After the first panic has worn off, the group realizes that they can't leave the studio anymore. Every door and window has been barricaded so successfully it just won't open at all. Even when our heroes manage to find a window they can open, they are harassed by an acidic fog that seems to surround the whole building and makes it impossible for them to leave. But the unnatural fog isn't the worst problem they encounter: there are also three-clawed creatures living in mirrors, what looks like space zombies to me, dinosaurs, a mad man in rags and particularly large cockroaches living in the building, and all of them are quite hungry for tasty human flesh.
Obviously, there will also be bickering and shouting and the sudden cooing of love birds. The only chance for the group's survival are the old subway tunnels below the building, but reaching them won't be easy.
As some of you will have already realized, Timesweep, directed by the wonderfully named Dan Diefenderfer, is a prime example of the "people running through a badly lit warehouse and/or corridors"-horror-subgenre. Unlike lesser examples of the species, Timesweep takes place exclusively in a warehouse/empty industrial building/improbably characterless set, with nary a glimpse of sunlight or even pretend-studio-sunlight. The quota of running around in the dark and screaming is filled with true panache, giving a middling cast that is much too large to be good for anything else at least something to do.
Still, I kinda approve of Diefenderfer's work here. Sure, there's not much of a plot, what there is of one is told in a way so roundabout as to be nearly impenetrable, and the explanation for everything that's happening is some complete nonsense about time shifts that makes Erich von Däniken sound rational. However, Diefenderfer is not a friend of filler. Quite the opposite, the director uses every second of his film to show us not only people running and screaming, but has imagined some entertaining things for them to run away from, effectively creating the illusion of a movie in which a lot is happening even though there in fact is not through the awesome power of dinosaurs, space zombies, and other fan favourites.
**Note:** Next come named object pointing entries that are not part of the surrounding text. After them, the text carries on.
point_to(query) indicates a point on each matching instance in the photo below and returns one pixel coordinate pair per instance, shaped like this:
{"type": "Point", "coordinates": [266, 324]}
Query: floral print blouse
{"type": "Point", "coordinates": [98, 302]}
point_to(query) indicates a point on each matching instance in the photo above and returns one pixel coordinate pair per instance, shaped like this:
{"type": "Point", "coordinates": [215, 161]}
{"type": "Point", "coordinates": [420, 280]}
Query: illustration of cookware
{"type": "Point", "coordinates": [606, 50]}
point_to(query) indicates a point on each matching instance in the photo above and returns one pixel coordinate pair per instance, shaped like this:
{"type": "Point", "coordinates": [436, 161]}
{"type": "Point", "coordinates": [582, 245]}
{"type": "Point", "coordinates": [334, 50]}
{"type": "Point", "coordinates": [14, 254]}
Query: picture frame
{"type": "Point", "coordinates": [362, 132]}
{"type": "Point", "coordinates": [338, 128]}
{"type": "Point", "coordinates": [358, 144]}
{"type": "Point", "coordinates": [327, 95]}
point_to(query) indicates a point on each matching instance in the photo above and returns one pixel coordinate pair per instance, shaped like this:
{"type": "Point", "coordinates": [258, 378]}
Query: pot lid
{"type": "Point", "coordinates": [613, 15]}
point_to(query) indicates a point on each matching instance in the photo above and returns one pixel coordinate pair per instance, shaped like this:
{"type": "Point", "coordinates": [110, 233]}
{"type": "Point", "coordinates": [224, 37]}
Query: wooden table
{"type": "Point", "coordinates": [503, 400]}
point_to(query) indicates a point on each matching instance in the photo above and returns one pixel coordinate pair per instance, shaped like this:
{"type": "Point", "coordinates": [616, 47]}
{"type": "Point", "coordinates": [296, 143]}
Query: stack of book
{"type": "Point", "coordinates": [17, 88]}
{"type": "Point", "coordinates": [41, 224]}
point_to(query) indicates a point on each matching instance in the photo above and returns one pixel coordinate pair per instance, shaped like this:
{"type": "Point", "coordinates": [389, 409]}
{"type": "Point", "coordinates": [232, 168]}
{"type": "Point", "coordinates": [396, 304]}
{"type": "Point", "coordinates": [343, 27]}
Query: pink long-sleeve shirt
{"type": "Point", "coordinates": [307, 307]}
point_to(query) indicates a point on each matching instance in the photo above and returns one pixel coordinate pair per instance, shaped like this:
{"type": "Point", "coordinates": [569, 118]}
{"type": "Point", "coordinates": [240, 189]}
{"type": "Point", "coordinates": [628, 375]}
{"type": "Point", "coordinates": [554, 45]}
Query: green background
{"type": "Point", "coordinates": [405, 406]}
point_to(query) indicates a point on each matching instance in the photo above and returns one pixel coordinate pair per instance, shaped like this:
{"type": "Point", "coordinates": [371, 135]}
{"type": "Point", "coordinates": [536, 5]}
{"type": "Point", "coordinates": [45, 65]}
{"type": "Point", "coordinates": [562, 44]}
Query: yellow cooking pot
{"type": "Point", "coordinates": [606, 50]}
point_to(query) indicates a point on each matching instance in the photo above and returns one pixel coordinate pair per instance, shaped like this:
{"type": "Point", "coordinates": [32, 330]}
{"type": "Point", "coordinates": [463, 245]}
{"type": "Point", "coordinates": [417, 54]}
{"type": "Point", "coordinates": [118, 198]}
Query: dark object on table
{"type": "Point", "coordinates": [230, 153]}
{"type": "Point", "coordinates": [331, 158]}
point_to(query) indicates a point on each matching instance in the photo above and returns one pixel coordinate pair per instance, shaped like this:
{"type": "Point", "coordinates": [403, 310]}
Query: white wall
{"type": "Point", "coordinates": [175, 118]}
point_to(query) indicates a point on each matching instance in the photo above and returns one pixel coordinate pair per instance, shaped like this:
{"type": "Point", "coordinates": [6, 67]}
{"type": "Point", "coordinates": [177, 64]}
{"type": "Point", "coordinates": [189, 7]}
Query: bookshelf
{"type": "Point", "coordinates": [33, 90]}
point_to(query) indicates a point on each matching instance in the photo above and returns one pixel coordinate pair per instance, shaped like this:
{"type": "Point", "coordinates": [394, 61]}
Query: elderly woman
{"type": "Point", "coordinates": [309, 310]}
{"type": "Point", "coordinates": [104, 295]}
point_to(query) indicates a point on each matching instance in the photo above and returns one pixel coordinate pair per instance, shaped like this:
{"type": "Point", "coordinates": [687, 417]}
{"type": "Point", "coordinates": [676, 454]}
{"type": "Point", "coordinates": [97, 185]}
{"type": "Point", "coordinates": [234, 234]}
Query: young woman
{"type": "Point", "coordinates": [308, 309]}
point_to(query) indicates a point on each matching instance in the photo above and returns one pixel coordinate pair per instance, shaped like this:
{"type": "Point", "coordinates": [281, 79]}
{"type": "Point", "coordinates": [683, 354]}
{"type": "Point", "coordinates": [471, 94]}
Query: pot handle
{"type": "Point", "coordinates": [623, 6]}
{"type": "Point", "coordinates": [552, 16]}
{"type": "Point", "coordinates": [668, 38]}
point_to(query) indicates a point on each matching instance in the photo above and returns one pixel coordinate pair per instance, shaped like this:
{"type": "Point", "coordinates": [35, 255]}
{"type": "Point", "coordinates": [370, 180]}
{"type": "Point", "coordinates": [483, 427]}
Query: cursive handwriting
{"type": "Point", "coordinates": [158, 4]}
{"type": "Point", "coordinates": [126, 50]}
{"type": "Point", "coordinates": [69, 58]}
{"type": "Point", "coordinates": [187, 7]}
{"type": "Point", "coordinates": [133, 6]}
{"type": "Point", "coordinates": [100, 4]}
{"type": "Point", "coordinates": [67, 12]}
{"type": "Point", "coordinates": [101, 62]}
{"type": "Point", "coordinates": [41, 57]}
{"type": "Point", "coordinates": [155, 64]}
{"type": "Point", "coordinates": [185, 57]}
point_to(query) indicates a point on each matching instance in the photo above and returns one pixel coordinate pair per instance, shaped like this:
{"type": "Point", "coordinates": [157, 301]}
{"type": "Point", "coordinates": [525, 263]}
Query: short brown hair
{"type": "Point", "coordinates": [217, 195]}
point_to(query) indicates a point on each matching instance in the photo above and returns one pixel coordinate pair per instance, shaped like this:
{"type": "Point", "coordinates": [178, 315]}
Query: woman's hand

The film has an air of innocent enthusiasm for these probably (I wouldn't know for sure, obviously) very childish elements that makes it impossible for me to dislike it.
As a bonus, Timesweep even includes a funny bit of bad gore now and then, and has a little running gag about the lost London After Midnight that actually made me smile.
I suppose quite a few people will think Timesweep to be irredeemable crap - and they might even be right about it - but it's irredeemable crap whose heart is in the right place (that is, where space zombies and dinosaurs dwell).